– Feb. 11th 2021 6:22 am ET
Tesla and GM are set to regain access to tax credit worth $7,000 on 400,000 more electric cars in the US with new proposed reform of the federal EV incentive program.
The federal government in the US has a tax program that provides incentive for buyers of electric vehicles that dates back from the Bush era, and it was expanded during the Obama administration.
It would give $7,500 in tax credits to every buyer of new electric vehicles.
However, the government put a cap of 200,000 deliveries of electric vehicles in the US for each automaker.
After they reach that threshold, it would trigger a phase-out period that would remove access to any federal tax credit for buyers of electric vehicles from those manufacturers in the US.
Tesla was the first manufacturer to hit the threshold back in 2018.
The program was successful in helping accelerate EV sales early on, but it was seen as flawed since both Tesla and GM have hit the threshold – and now they find their EVs less competitive in the US against foreign automakers that haven’t hit their threshold and buyers still have access to the tax credit for their electric vehicles.
Therefore, the program punishes automakers that were early in the transition to electric vehicles.
With the Democrats taking the White House and the Senate in the latest election in the US, we have been expecting that they would bring back reforms to the EV incentives in order to fix the situation.
It’s something that was attempted a few times during the Trump administration, but it was always shut down by Republicans even though some of them were backing the efforts.
The Democrats have now officially introduced the bill, the Growing Renewable Energy and Efficiency Now (GREEN) Act, to reform the federal EV tax incentives, among other tax programs to help renewable energy.
Here’s the relevant part of the bill for electric cars:
The provision expands the qualified plug-in electric drive motor vehicle credit under Section 30D to apply a new transition period for vehicle sales of a manufacturer between 200,000 and 600,000 electric vehicles (EVs), under which the credit is reduced by $500. The provision replaces the current phaseout period (which begins at 200,000 vehicles) with a phaseout period that instead begins during the second calendar quarter after the 600,000-vehicle threshold is reached. At the start of the new phaseout period, the credit is reduced by 50% for one quarter and terminates thereafter. For manufacturers that pass the 200,000-vehicle threshold before the enactment of this bill, the number of vehicles sold in between 200,000 and those sold on the date of enactment are excluded to determine when the 600,000-vehicle threshold is reached.
In short, automakers that have met the threshold already would have access to a new $7,000 tax credit for 400,000 additional electric vehicles until a new phase-out period starts again.
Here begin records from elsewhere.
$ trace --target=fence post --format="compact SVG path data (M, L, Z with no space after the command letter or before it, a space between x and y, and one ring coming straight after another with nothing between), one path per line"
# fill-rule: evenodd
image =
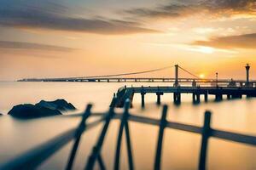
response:
M108 114L106 117L106 122L105 122L104 127L102 130L102 133L100 134L100 137L98 139L98 141L97 141L96 144L95 145L95 147L93 147L92 152L88 159L86 167L84 168L86 170L93 169L96 160L98 160L101 169L106 169L104 163L103 163L103 160L102 160L100 153L101 153L102 146L103 144L103 141L104 141L110 121L114 115L113 110L114 110L116 101L117 101L117 99L114 96L110 104L111 107L109 108Z
M84 111L84 114L83 115L82 121L81 121L79 126L78 127L78 129L77 129L77 132L76 132L76 139L75 139L75 142L73 144L72 151L71 151L70 156L69 156L68 163L67 163L67 167L66 167L67 170L72 169L73 161L74 161L74 158L76 156L76 153L77 153L77 150L78 150L78 148L79 148L79 145L81 135L82 135L84 130L86 128L85 121L90 116L91 107L92 107L92 105L90 105L90 104L89 104L87 105L86 110Z
M123 117L121 119L120 128L119 130L119 136L118 136L117 148L116 148L115 160L114 160L114 170L119 169L119 157L120 157L122 135L123 135L124 128L125 127L125 124L126 124L126 122L127 122L127 119L129 116L129 112L128 112L129 108L130 108L130 100L127 99L125 100L125 110L124 110ZM127 127L126 127L126 128L127 128ZM127 133L128 133L127 129L126 129L126 139L130 140L130 136L127 136ZM128 132L129 132L129 129L128 129ZM127 149L128 149L129 167L130 167L130 169L133 169L132 155L131 155L131 143L129 141L127 143Z
M131 144L131 138L130 138L130 130L129 130L129 124L128 124L128 118L129 118L129 112L128 110L125 110L124 113L124 116L125 116L125 132L126 137L126 145L127 145L127 153L128 153L128 161L129 161L129 169L133 170L133 160L132 160L132 149Z
M155 161L154 161L154 170L160 169L161 150L162 150L162 144L163 144L163 138L164 138L164 130L166 126L167 110L168 110L168 106L164 105L162 116L160 122L159 136L158 136L157 149L156 149L156 155L155 155Z
M202 137L201 137L201 145L200 151L200 161L199 161L199 170L206 169L206 161L207 161L207 152L208 139L211 136L211 116L212 113L210 111L205 112L204 126L202 128Z

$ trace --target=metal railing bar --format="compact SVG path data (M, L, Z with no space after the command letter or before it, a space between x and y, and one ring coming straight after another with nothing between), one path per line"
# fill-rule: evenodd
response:
M101 154L99 154L99 156L97 156L97 160L99 162L100 169L105 170L106 167L105 167L105 164L104 164L104 162L103 162L103 159L102 159Z
M80 124L78 127L76 135L75 135L76 136L75 142L73 144L73 147L71 154L69 156L69 161L68 161L68 163L67 163L67 167L66 167L67 170L72 169L73 161L74 161L74 158L76 156L76 153L77 153L77 150L78 150L78 148L79 148L79 145L81 135L82 135L84 130L86 128L85 121L90 116L91 107L92 107L91 105L87 105L86 110L84 111L84 114L83 115L83 119L82 119Z
M230 141L256 145L256 137L212 129L211 136Z
M129 120L132 122L142 122L142 123L146 123L150 125L156 125L156 126L159 126L160 122L160 121L157 119L143 117L135 115L130 115ZM190 133L201 133L201 127L186 125L178 122L166 122L166 128L170 128L177 130L187 131Z
M123 136L125 123L126 121L125 116L127 116L129 108L130 108L130 101L129 99L126 99L125 103L125 110L124 110L123 116L121 118L120 127L119 130L119 136L117 140L117 146L116 146L116 152L115 152L115 158L114 158L114 167L113 167L114 170L119 169L119 157L120 157L120 150L121 150L122 136Z
M154 170L160 169L160 161L161 161L161 152L162 152L162 144L164 139L164 130L166 126L166 116L167 116L167 105L164 105L162 116L160 122L160 129L159 129L159 136L154 160Z
M108 112L103 112L103 113L91 113L90 117L93 116L102 116L104 115L107 115ZM75 114L71 114L71 115L62 115L62 116L58 116L59 117L79 117L83 116L84 113L75 113Z
M211 135L211 133L210 133L211 132L211 116L212 116L212 113L210 111L205 112L204 125L202 128L200 157L199 157L199 166L198 166L199 170L206 169L208 139Z
M86 130L93 128L105 120L105 116L101 119L90 122L86 125ZM59 150L65 144L70 142L76 135L77 128L73 128L60 135L39 144L28 151L16 156L10 162L0 166L0 169L32 169L45 161L48 157Z
M92 170L93 169L95 162L96 162L96 160L97 160L97 158L98 158L99 163L101 164L101 162L100 162L100 161L101 161L100 153L101 153L102 146L103 144L104 139L105 139L108 126L110 124L110 121L112 120L112 117L114 116L113 110L114 110L115 102L116 102L116 98L113 98L112 102L111 102L111 105L110 105L112 106L109 108L108 114L106 116L105 124L104 124L103 128L102 130L102 133L99 136L97 143L93 147L92 152L91 152L91 154L90 154L90 157L87 161L87 164L86 164L86 167L84 168L86 170ZM103 167L104 166L101 166L101 167Z
M115 118L119 118L119 117L116 116ZM129 120L135 122L141 122L141 123L155 125L155 126L159 126L160 124L160 121L157 119L143 117L143 116L139 116L135 115L130 115ZM166 128L190 132L194 133L202 133L202 128L198 126L194 126L194 125L167 122ZM210 134L212 137L216 137L218 139L256 145L256 137L252 135L241 134L237 133L231 133L231 132L226 132L226 131L212 129L212 128L210 131Z
M129 116L129 115L128 115L128 116ZM129 169L133 170L134 166L133 166L132 151L131 151L132 149L131 149L131 137L130 137L129 124L128 124L127 121L125 121L125 137L126 137L126 146L127 146L127 152L128 152Z

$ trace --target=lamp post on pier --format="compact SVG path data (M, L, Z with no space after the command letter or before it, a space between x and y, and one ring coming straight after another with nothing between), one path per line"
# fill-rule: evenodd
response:
M215 74L216 74L216 87L218 88L218 72L216 72Z

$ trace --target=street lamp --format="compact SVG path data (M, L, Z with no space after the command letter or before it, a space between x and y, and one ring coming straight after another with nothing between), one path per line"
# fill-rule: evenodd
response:
M218 72L216 72L216 87L218 88Z

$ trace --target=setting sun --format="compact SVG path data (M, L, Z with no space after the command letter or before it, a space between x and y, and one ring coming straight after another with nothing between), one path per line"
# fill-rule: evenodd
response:
M199 77L201 77L201 78L204 78L206 76L204 75L204 74L200 74L199 75Z

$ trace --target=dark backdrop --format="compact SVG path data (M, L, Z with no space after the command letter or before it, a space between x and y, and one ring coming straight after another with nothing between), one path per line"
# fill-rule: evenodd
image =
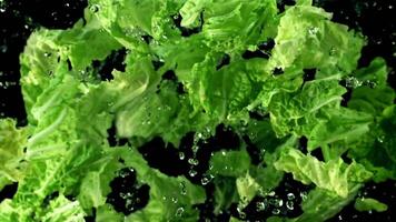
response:
M285 6L294 3L294 0L278 0L280 10L284 10ZM396 89L396 1L315 0L315 4L334 12L334 21L345 23L368 37L368 44L363 50L359 65L367 65L375 57L385 58L390 67L388 82ZM87 7L87 0L0 1L0 118L14 118L18 120L19 125L27 123L19 85L19 54L22 52L29 34L38 27L50 29L70 28L82 17L85 7ZM166 169L166 164L159 164L158 168L162 168L162 171L172 170ZM294 182L286 181L285 185L287 186L288 183ZM0 201L6 196L12 196L14 191L16 188L12 186L3 189L0 192ZM210 191L208 192L210 193ZM367 184L363 193L366 196L387 203L390 206L388 212L396 212L395 181ZM207 204L201 209L201 216L210 219L212 214L205 212L211 209L210 203ZM253 218L255 215L251 215ZM218 220L221 221L221 219ZM389 213L359 213L354 210L353 205L349 205L330 221L386 222L396 221L396 219Z

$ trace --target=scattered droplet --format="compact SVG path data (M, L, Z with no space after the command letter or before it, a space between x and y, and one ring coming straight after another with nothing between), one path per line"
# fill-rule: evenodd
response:
M278 215L280 213L279 209L273 209L273 214Z
M191 164L191 165L198 165L199 164L199 161L195 158L190 158L188 159L188 163Z
M256 203L256 211L260 212L260 211L264 211L266 210L266 204L264 202L257 202Z
M188 174L191 176L191 178L194 178L194 176L196 176L197 175L197 171L195 171L195 170L190 170L190 171L188 171Z
M186 158L186 154L184 152L179 152L179 159L185 160L185 158Z
M270 191L269 193L267 193L267 195L274 196L275 195L275 191Z
M275 205L276 208L283 206L283 205L284 205L284 200L281 200L281 199L275 199L274 205Z
M89 10L90 10L91 12L96 13L96 12L99 11L99 8L100 8L100 7L99 7L98 4L92 4L92 6L89 7Z
M295 200L296 195L294 193L288 193L287 194L287 200Z
M187 194L186 183L185 183L185 182L181 182L181 183L180 183L180 186L181 186L181 191L180 191L181 195L186 195L186 194Z
M178 208L178 209L176 210L176 216L179 216L179 218L180 218L184 212L185 212L185 209L184 209L184 208Z
M286 201L286 208L293 211L295 209L293 201Z

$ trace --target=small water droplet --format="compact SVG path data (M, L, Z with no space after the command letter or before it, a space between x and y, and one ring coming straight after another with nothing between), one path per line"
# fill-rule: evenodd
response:
M264 211L266 210L266 204L261 201L257 202L256 203L256 211L260 212L260 211Z
M187 194L187 189L186 189L186 183L185 182L180 182L180 188L181 188L181 195L186 195Z
M305 191L300 192L299 196L303 199L303 201L307 200L307 192Z
M197 159L190 158L190 159L188 159L188 163L191 165L198 165L199 161Z
M275 200L275 204L274 204L276 208L280 208L284 205L284 201L281 199L276 199Z
M267 193L267 195L274 196L275 195L275 191L270 191L269 193Z
M185 209L184 209L184 208L178 208L178 209L176 210L176 216L179 216L179 218L180 218L184 212L185 212Z
M100 7L98 4L92 4L89 7L89 10L93 13L98 12Z
M295 194L294 193L288 193L287 194L287 200L295 200Z
M188 171L188 174L191 176L191 178L194 178L194 176L196 176L197 175L197 171L195 171L195 170L190 170L190 171Z
M293 201L286 201L286 208L293 211L295 209Z
M186 154L184 152L179 152L179 159L185 160L185 158L186 158Z
M273 214L278 215L280 213L279 209L273 209Z

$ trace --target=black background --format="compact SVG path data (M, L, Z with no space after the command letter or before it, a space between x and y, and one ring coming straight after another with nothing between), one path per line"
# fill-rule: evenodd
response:
M278 0L278 7L294 4L293 0ZM375 57L386 59L389 69L389 84L396 89L396 2L395 0L315 0L315 4L334 12L333 20L347 24L352 29L367 36L368 44L363 49L359 67L365 67ZM38 27L50 29L67 29L82 17L86 0L6 0L0 1L0 118L10 117L18 120L19 125L24 125L26 111L19 85L19 54L22 52L29 34ZM224 131L220 130L220 135ZM227 133L227 132L225 132ZM219 137L220 137L219 135ZM219 142L220 139L214 139ZM151 141L158 147L158 141ZM159 142L160 143L160 142ZM149 144L146 147L150 147ZM155 145L152 145L155 147ZM162 145L164 147L164 145ZM147 148L146 150L150 150ZM157 150L158 151L158 150ZM147 151L150 152L150 151ZM149 155L149 154L148 154ZM204 153L205 155L205 153ZM149 161L155 165L155 161ZM165 172L166 164L158 164ZM177 170L176 170L177 171ZM284 186L295 182L285 180ZM298 185L295 185L298 186ZM210 194L210 185L207 189ZM12 196L14 188L7 186L0 192L0 201ZM362 195L375 198L389 205L387 212L396 212L396 182L388 181L380 184L367 184ZM210 201L200 206L201 218L210 221L222 221L224 218L211 218ZM247 210L248 211L248 210ZM232 209L228 214L234 214ZM256 219L250 213L248 219ZM92 219L87 219L92 220ZM343 212L330 221L396 221L390 213L360 213L348 205Z

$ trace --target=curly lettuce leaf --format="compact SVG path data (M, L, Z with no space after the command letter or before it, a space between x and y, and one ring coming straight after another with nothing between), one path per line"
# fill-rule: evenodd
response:
M293 173L304 184L314 183L317 188L346 198L350 186L372 178L372 173L358 163L345 164L341 159L320 162L311 155L304 155L296 149L288 149L274 163L277 170Z

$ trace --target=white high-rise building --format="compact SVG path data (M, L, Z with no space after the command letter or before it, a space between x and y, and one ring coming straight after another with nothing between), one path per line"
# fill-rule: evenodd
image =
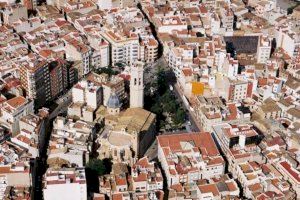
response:
M136 61L131 66L130 108L144 106L144 62Z

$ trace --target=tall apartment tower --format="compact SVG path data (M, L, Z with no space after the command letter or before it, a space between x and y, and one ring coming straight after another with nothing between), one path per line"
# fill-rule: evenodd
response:
M130 108L144 106L144 62L135 61L130 69Z

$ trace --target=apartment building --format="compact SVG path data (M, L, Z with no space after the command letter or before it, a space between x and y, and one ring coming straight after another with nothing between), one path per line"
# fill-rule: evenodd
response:
M48 169L44 175L44 199L87 199L84 168Z
M224 174L224 160L208 132L161 135L157 141L169 187Z
M33 99L35 107L39 108L65 92L74 84L76 77L68 62L56 59L22 65L20 80L26 96Z
M257 63L266 63L271 55L271 40L267 36L260 36L257 47Z
M121 35L111 30L102 35L110 44L111 64L131 64L139 59L139 38L135 34Z
M13 135L20 131L19 120L33 113L33 101L19 96L9 99L1 107L0 121Z

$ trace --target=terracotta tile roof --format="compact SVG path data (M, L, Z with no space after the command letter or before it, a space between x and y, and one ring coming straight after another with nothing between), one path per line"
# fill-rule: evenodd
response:
M180 142L192 141L196 147L205 149L205 152L202 152L202 154L207 154L208 156L219 155L217 146L211 134L208 132L160 135L157 139L161 147L170 147L171 151L182 151L183 149L181 148Z
M214 196L219 196L219 190L216 184L208 184L208 185L198 185L199 190L201 193L213 193Z
M6 103L8 105L10 105L11 107L17 109L18 107L24 105L26 102L26 99L22 96L18 96L18 97L14 97L12 99L9 99L6 101Z

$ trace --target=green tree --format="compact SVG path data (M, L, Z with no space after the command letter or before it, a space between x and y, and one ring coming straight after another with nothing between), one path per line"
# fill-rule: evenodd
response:
M182 108L179 108L176 111L173 117L173 122L177 126L182 125L185 122L185 111Z

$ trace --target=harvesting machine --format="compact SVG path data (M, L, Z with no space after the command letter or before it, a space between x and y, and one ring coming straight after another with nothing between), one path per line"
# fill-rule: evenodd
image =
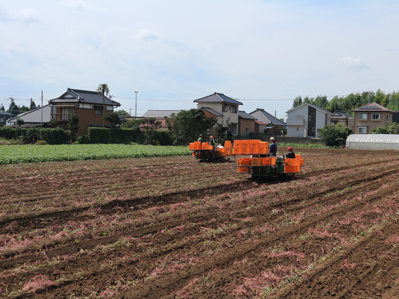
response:
M282 152L278 157L270 157L268 150L268 143L260 140L234 141L234 166L238 172L249 174L252 178L286 176L301 172L304 159L300 154L296 153L295 159L285 158ZM246 157L236 160L238 155Z
M220 149L214 149L206 142L196 142L190 143L189 149L193 150L193 156L199 159L200 162L228 161L230 160L228 156L232 152L231 142L228 141L224 143L224 148Z

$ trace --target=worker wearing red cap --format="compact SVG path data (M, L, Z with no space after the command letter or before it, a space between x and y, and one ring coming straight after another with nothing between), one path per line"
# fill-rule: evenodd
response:
M287 150L288 151L288 153L285 155L285 157L288 159L295 159L295 154L294 153L292 148L290 147L287 149Z

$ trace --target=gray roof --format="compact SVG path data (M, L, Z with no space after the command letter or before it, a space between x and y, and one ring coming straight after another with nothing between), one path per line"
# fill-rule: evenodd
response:
M41 112L43 111L43 123L47 123L51 120L51 107L48 105L43 106L42 107L36 108L24 112L21 114L18 114L16 116L11 118L8 120L9 123L16 122L16 120L20 119L26 123L29 124L40 124L41 122Z
M332 119L348 119L354 118L353 117L351 116L348 113L344 112L343 111L338 111L338 110L331 115Z
M297 109L299 108L299 107L301 107L303 106L304 106L305 105L309 105L311 107L313 107L315 109L317 109L318 110L320 110L322 112L324 112L324 113L326 113L326 114L331 114L331 113L330 111L327 111L325 109L323 109L323 108L321 108L319 107L318 106L316 106L316 105L314 105L313 104L309 104L309 103L304 103L303 104L300 105L298 107L295 107L294 108L292 108L292 109L290 109L288 111L286 111L285 113L288 113L288 112L290 112L291 111L292 111L293 110L295 110L295 109Z
M245 111L240 111L238 110L238 117L241 118L249 119L250 120L256 120L256 118L253 117L252 115L249 115Z
M165 117L170 117L172 113L177 114L182 110L147 110L147 112L143 115L143 117L149 118L165 118Z
M67 96L68 95L72 96L72 97ZM111 100L106 95L104 95L104 101L105 105L112 105L115 106L121 106L120 103ZM84 103L102 105L103 102L102 95L99 94L96 91L68 88L66 92L62 94L61 96L50 100L48 103L51 105L60 103Z
M218 112L216 112L216 111L215 111L213 109L211 109L209 107L201 107L201 109L202 110L205 110L205 111L207 111L209 113L211 113L212 114L213 114L215 116L223 116L222 114L220 114Z
M377 103L373 102L369 104L364 105L362 106L355 108L351 110L351 111L367 111L368 110L375 111L376 110L380 110L382 111L387 111L389 112L392 112L395 113L395 112L388 108L386 108L383 106L382 106Z
M225 96L223 94L217 92L203 98L195 100L194 102L196 103L228 103L229 104L242 105L241 102L238 102L234 99Z
M264 109L258 108L254 111L251 112L249 114L258 121L267 124L267 125L272 124L274 126L282 126L283 127L287 126L286 123L276 118L271 114L268 113L264 111Z

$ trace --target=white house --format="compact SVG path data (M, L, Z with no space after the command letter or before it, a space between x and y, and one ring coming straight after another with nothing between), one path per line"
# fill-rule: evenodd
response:
M331 122L331 113L307 103L286 112L287 136L289 137L319 138L319 131Z

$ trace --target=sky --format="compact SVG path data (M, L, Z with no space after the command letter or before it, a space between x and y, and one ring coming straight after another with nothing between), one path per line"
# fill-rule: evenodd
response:
M107 83L132 116L217 92L286 120L299 95L399 90L398 1L0 0L0 31L6 110Z

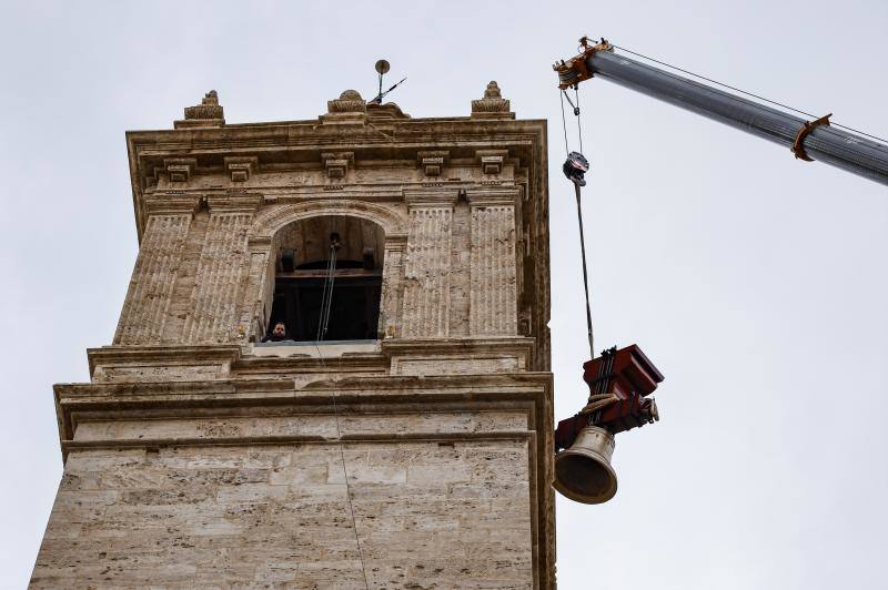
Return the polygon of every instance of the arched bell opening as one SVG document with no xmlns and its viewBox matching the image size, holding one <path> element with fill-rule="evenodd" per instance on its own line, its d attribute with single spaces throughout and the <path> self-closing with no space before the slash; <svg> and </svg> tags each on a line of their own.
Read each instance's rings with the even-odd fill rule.
<svg viewBox="0 0 888 590">
<path fill-rule="evenodd" d="M 281 228 L 266 338 L 283 322 L 290 340 L 375 339 L 384 251 L 383 228 L 360 217 L 310 217 Z"/>
</svg>

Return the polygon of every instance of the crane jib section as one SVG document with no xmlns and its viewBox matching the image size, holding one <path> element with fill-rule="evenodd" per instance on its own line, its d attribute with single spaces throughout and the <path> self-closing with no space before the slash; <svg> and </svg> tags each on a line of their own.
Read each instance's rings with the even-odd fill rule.
<svg viewBox="0 0 888 590">
<path fill-rule="evenodd" d="M 593 52 L 585 65 L 596 78 L 779 143 L 801 159 L 888 185 L 888 145 L 830 126 L 827 120 L 811 125 L 798 116 L 609 51 Z"/>
</svg>

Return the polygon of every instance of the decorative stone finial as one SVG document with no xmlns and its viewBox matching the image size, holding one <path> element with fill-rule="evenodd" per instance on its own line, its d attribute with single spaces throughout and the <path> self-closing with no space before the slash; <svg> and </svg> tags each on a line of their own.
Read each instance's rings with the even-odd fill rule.
<svg viewBox="0 0 888 590">
<path fill-rule="evenodd" d="M 484 98 L 472 101 L 472 119 L 515 119 L 515 113 L 509 112 L 509 102 L 500 92 L 495 80 L 487 84 Z"/>
<path fill-rule="evenodd" d="M 175 121 L 173 126 L 181 128 L 219 128 L 225 124 L 225 114 L 219 104 L 219 93 L 211 90 L 204 94 L 200 104 L 185 106 L 185 119 Z"/>
<path fill-rule="evenodd" d="M 491 80 L 487 82 L 487 90 L 484 91 L 485 99 L 502 99 L 503 93 L 500 92 L 500 85 L 496 83 L 496 80 Z"/>
<path fill-rule="evenodd" d="M 367 103 L 356 90 L 346 90 L 336 100 L 327 101 L 329 113 L 365 113 Z"/>
</svg>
While the bill needs to go through the legislative process, it is likely to be adopted since the Democrats now hold the House, the Senate, and the White House.
Electrek‘s take
This specific reform has been proposed before. It’s not the ideal reform of the tax credits, and I could see better implementations, like removing the cap per manufacturer and instead having a total industry cap in order to incentivize automakers to bring EVs to the US faster, but it is certainly better than nothing.
It will be especially good for Tesla and GM whose EV buyers haven’t had access to the tax credit for a while now.
However, it is not ideal for those companies in the short term since now buyers are going to be expecting to have access to that credit in the near future, and they might postpone buying until then since it doesn’t look like the new $7,000 tax credit is going to be retroactive.
That could be a problem for Tesla in the coming months.